LOVE AND PROBLEMS

Devotional by Carter Wheelock

In our days we are much concerned with moral questions, and all of us, as individuals, feel the general guilt of our imperfect society. In all of his dealings with ethical questions, Jesus expressed an overriding principle - love. Too often, in looking for workable solutions, we take that principle, and that word, and turn them into a law as mechanical and rigid as the Pharisee Sabbath. In every ethical problem that arises, someone will yell for love, as if it had only one definition that covered every circumstance. That wouldn't be so bad, if we just wouldn't be so quick to say that somebody deserves love and somebody else doesn't because that is exactly what the Pharisees did.

For example, it is said again and again - always with truth - that there are more black men than white on death row. For this, people draw the conclusion not that black men commit more murders but that white murderers have more money for lawyers. If you want to solve this problem with law, you can do one of several things: (a) require all lawyers to charge the same and to be equally proficient - that is, make F. Lee Bailey take vows of poverty and voluntary incompetence; (b) give every black or poor criminal enough money to hire an F. Lee Bailey; (c) abolish the death penalty, so we can only say that the poor and the black get longer jail terms than rich whites. The whole thing means simply that money is power, and that social factors such as class and race help to determine who has it. Where does love come in? You don't make a poor man rich by forcing the rich to love him, and to attempt that is Phariseeism.

I wonder what Jesus would do with a doctor who performs abortions, or a religious fanatic who shoots him, or a young woman who terminates a pregnancy because she's a heroin addict or a victim of rape or incest - or on the other hand, a woman who refuses to terminate a pregnancy and launches a human being into a lifelong hell? Is it right to love collective society more than the individual? Can you rightly love your flesh-and-blood neighbor more than your abstract country? Is one person more important than 300 million, or vice versa? Is it always loving to tell the truth, or always wrong to shoot somebody? I can love and forgive an enemy, but is it right for a jury, out of a soft heart, to absolve an incorrigible killer?

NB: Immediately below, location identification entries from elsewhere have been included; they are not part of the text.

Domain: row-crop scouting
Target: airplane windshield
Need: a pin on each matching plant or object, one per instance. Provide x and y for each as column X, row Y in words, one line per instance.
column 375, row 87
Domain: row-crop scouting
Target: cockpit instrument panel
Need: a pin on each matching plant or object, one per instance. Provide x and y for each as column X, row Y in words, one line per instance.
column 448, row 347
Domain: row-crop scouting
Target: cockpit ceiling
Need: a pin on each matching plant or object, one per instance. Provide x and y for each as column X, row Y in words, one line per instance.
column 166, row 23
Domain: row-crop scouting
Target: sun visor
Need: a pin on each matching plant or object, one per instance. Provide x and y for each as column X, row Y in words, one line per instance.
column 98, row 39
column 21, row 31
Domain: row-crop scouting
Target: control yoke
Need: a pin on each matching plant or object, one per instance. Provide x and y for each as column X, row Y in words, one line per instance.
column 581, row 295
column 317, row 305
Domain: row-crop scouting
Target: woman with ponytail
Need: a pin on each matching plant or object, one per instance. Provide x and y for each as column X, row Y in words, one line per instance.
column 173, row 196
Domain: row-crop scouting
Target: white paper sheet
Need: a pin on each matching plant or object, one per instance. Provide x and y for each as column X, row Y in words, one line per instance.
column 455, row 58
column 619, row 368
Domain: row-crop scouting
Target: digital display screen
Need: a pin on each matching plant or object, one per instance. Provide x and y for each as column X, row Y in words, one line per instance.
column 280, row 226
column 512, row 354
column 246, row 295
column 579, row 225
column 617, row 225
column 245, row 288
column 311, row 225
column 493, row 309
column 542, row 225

Is it right or wrong to resort to violence, or to pay "protection" money to the Mafia, or to squeal on your drug-dealing father, or to sue McDonald's for having its coffee too hot, or to skimp on your tithe, or use your food stamps to buy toys for the kids? Anybody with common sense can only answer, "Well, it depends on the exact circumstances - it's not only a question of what you're dealing with, but who." But isn't that what they used to call "situational ethics" or "existential morality," which Christians in general condemned? Isn't it also the reason we have juries? One thing is certain: being ethical involves using your head. As someone put it, to be Christian is to accept the obligation to be a free, critical intelligence in the midst of society. And this often means defending common sense against those who would solve all the world's problems by throwing money and so-called love at them, and who would say to those who disagree with them, "You are not loving, so you cannot be loved."

The principle of love that Jesus demonstrated cannot be summed up in that world. A body of religious law that attempted to apply that principle in every conceivable circumstance would be as big as the world and would be constantly changing. So what are we talking about? Love is not a sentiment but a disposition of mind, and among its receivable products are justice and charity. If the poor black man on death row needs love, let him find it in his heart. It is just as easy for him to love his judges as it is for his victims to love him. This is the point at which Jesus enters our troubled lives. He does not give us reason to be loved, but reason to love, and that reason is the assurance that God accepts us all, and accepts us on equal terms - the poor, the black, the rich, the white, the offended, and the offender. If every person in the world received love, it would not make the world perfect; if every person in the world possessed love as a disposition of mind and heart, it wouldn't be the world - it would be heaven.